PLoS One. 2017 May 18;12(5):e0177161. doi: 10.1371/journal.pone.0177161. eCollection 2017.
Innate immune receptors NOD1 and NOD2 are activated by bacterial peptidoglycans leading to recruitment of adaptor kinase RIP2, which, upon phosphorylation and ubiquitination, becomes a scaffold for downstream effectors. The kinase domain (RIP2K) is a pharmaceutical target for inflammatory diseases caused by aberrant NOD2-RIP2 signalling. Although structures of active RIP2K in complex with inhibitors have been reported, the mechanism of RIP2K activation remains to be elucidated. Here we analyse RIP2K activation by combining crystal structures of the active and inactive states with mass spectrometric characterization of their phosphorylation profiles. The active state has Helix αC inwardly displaced and the phosphorylated Activation Segment (AS) disordered, whilst in the inactive state Helix αC is outwardly displaced and packed against the helical, non-phosphorylated AS. Biophysical measurements show that the active state is a stable dimer whilst the inactive kinase is in a monomer-dimer equilibrium, consistent with the observed structural differences at the dimer interface. We conclude that RIP2 kinase auto-phosphorylation is intimately coupled to dimerization, similar to the case of BRAF. Our results will help drug design efforts targeting RIP2 as a potential treatment for NOD2-RIP2 related inflammatory diseases.

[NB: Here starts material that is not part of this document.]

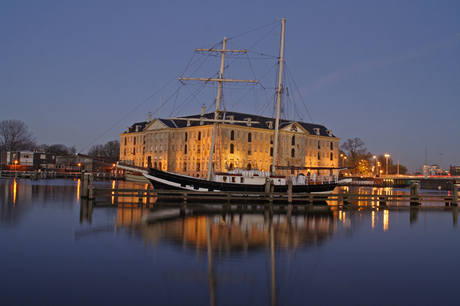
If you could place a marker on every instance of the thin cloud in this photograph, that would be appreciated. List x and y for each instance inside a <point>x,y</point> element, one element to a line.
<point>345,73</point>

天然免疫受体NOD1和NOD2被细菌肽聚糖激活,导致衔接子激酶RIP2的募集,RIP2在磷酸化和泛素化后成为下游效应器的支架。激酶结构域(RIP2K)是由异常的NOD2-RIP2信号传导引起的炎症性疾病的药物靶点。尽管已经报道了活性RIP2K与抑制剂复合物的结构,但其激活机制仍有待阐明。在这里,我们通过结合活性和非活性状态的晶体结构及其磷酸化谱的质谱表征来分析RIP2K的激活。活性状态下,螺旋αC向内位移,磷酸化的激活片段(AS)无序,而在非活性状态下,螺旋αC向外位移并与螺旋状的、未磷酸化的AS堆积在一起。生物物理测量表明,活性状态是稳定的二聚体,而非活性激酶处于单体-二聚体平衡,这与在二聚体界面观察到的结构差异一致。我们得出结论,RIP2激酶的自磷酸化与二聚化密切相关,类似于BRAF的情况。我们的结果将有助于针对RIP2的药物设计工作,作为治疗NOD2-RIP2相关炎症性疾病的潜在方法。